Itulah sebabnya dalam beberapa bagian Alkitab (seperti misalnya dalam Yak.2; Yoh.3:20-21) kita menemukan bahwa perbuatan dan tindakan kita turut menentukan kelayakan kita di hadapan Allah. Bukan karena perbuatan kita berkuasa menyelamatkan kita, melainkan karena perbuatan kita adalah cerminan dari kepercayaan/iman kita kepada Allah. Orang yang percaya/beriman kepada Allah, pastilah perbuatan dan tingkah lakunya sesuai dengan kehendak dan Firman Allah. Begitu juga sebaliknya.
Yesus yang merupakan Anak Allah memberikan kita contoh/teladan tentang bagaimana menjadi taat di hadapan Allah. Yesus setia melakukan apa yang menjadi kehendak Allah, sekalipun Ia harus menempuh jalan yang tidak mudah. Inilah juga yang perlu kita pelajari dalam menjalani hidup ini. Mungkin ada saatnya di mana kita tergoda untuk tidak taat dan memilih jalan pintas (berbohong, korupsi, melakukan tindakan suap, menyontek, mengandalkan kuasa gelap, lari dari masalah, dll.) untuk menyelesaikan masalah yang kita miliki. Tetapi kalau kita sadar bahwa tindakan sehari-hari kita adalah cerminan dari kepercayaan/iman kita terhadap Allah, mestilah kita taat dan menghindari jalan pintas yang berlawanan dengan kehendak Allah.

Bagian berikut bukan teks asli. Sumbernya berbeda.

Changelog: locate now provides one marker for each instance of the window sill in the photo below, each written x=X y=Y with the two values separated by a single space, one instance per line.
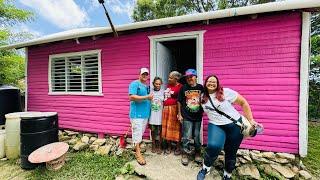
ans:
x=75 y=93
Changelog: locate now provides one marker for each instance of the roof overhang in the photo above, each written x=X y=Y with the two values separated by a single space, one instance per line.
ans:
x=247 y=10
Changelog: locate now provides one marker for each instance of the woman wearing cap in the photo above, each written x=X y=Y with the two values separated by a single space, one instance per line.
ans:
x=222 y=132
x=170 y=124
x=190 y=115
x=139 y=110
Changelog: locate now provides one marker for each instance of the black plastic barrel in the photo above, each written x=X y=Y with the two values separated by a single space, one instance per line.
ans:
x=36 y=132
x=10 y=101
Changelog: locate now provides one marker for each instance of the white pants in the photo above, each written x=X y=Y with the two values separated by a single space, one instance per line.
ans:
x=138 y=127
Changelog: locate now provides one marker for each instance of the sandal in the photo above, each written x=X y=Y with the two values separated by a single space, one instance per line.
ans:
x=177 y=151
x=167 y=151
x=140 y=159
x=159 y=151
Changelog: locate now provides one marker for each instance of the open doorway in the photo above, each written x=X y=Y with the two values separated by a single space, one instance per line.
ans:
x=175 y=55
x=178 y=51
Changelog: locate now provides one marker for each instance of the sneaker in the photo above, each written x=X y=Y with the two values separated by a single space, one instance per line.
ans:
x=184 y=159
x=198 y=158
x=202 y=174
x=226 y=178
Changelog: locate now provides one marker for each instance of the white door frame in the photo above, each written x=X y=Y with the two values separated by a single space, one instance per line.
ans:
x=197 y=35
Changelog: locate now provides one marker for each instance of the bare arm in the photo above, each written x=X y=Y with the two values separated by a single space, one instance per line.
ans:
x=140 y=98
x=179 y=116
x=245 y=107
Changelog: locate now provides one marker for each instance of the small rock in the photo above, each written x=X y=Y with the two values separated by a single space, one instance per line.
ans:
x=269 y=155
x=129 y=140
x=269 y=171
x=249 y=170
x=263 y=160
x=243 y=152
x=85 y=139
x=242 y=160
x=147 y=141
x=285 y=171
x=104 y=150
x=129 y=146
x=143 y=147
x=247 y=157
x=80 y=146
x=92 y=139
x=64 y=138
x=290 y=157
x=112 y=141
x=215 y=174
x=70 y=133
x=88 y=135
x=304 y=174
x=100 y=142
x=73 y=141
x=114 y=148
x=60 y=133
x=94 y=147
x=302 y=166
x=119 y=152
x=117 y=142
x=281 y=160
x=295 y=169
x=255 y=151
x=255 y=156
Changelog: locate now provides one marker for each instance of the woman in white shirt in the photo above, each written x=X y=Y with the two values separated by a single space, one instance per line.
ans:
x=222 y=132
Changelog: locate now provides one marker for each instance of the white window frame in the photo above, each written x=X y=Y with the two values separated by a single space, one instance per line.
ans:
x=80 y=53
x=196 y=35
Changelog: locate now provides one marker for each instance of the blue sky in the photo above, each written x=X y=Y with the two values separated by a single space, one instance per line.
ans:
x=53 y=16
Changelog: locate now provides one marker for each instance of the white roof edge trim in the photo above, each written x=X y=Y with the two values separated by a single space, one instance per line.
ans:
x=246 y=10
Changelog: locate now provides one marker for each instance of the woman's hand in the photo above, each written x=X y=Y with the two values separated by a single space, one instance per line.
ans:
x=180 y=118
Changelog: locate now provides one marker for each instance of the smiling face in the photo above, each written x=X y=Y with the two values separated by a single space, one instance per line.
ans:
x=144 y=77
x=172 y=80
x=157 y=84
x=212 y=84
x=191 y=80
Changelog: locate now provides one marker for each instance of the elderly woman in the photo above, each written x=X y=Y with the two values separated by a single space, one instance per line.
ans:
x=170 y=124
x=222 y=132
x=139 y=110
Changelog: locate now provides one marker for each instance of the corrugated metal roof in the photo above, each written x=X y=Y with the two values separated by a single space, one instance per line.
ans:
x=254 y=9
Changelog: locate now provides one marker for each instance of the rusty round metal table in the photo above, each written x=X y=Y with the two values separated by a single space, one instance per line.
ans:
x=52 y=154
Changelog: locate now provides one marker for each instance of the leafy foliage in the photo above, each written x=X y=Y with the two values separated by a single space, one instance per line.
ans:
x=155 y=9
x=86 y=165
x=11 y=62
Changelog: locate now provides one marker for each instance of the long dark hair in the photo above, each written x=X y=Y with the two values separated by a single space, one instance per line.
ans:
x=219 y=91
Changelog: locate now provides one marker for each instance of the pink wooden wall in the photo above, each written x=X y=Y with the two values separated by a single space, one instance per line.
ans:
x=258 y=58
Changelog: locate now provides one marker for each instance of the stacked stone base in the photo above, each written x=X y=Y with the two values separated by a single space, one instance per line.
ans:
x=251 y=164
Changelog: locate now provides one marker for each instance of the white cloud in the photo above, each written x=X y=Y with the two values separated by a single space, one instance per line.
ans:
x=121 y=7
x=22 y=28
x=65 y=14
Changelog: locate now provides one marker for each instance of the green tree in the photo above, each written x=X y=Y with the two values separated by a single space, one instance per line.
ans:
x=11 y=62
x=155 y=9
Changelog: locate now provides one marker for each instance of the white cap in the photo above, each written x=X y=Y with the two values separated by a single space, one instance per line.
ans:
x=144 y=70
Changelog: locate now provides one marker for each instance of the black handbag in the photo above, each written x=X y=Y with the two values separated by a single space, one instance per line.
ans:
x=246 y=128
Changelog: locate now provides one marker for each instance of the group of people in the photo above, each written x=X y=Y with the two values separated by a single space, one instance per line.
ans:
x=174 y=115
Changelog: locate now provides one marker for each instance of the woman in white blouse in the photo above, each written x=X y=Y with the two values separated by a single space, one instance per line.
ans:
x=222 y=132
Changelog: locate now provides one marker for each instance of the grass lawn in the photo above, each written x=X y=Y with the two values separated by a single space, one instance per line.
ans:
x=85 y=165
x=312 y=161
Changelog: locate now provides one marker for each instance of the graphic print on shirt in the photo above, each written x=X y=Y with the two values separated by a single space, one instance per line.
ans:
x=193 y=100
x=156 y=104
x=168 y=93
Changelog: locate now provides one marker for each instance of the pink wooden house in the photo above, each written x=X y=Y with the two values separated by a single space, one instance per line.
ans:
x=262 y=51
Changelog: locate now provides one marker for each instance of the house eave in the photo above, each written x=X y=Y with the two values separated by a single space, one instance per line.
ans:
x=225 y=13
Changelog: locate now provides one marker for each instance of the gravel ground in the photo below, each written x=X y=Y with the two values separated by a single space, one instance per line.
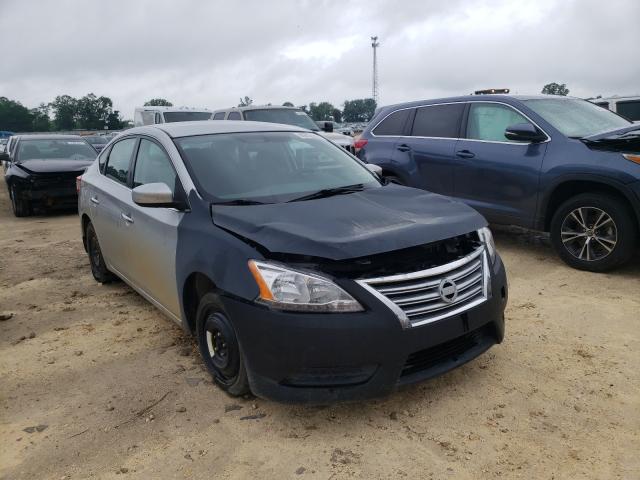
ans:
x=97 y=383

Melalui pertolongan Roh Kudus, ketaatan Yesus membuat kita menjadi orang-orang yang percaya kepada Bapa. Melalui ketaatan Yesus juga, nama Bapa dimuliakan. Untuk itu dengan tetap mengandalkan pertolongan Roh Kudus, biarlah ketaatan kita juga memuliakan Bapa dan membuat orang-orang di sekitar kita (secara khusus yang belum percaya) bisa menjadi percaya kepada Bapa. Biarlah kita senantiasa sadar bahwa ketaatan kita adalah wujud iman kita. Kita baru bisa dikatakan percaya/beriman kepada Allah, ketika kita taat.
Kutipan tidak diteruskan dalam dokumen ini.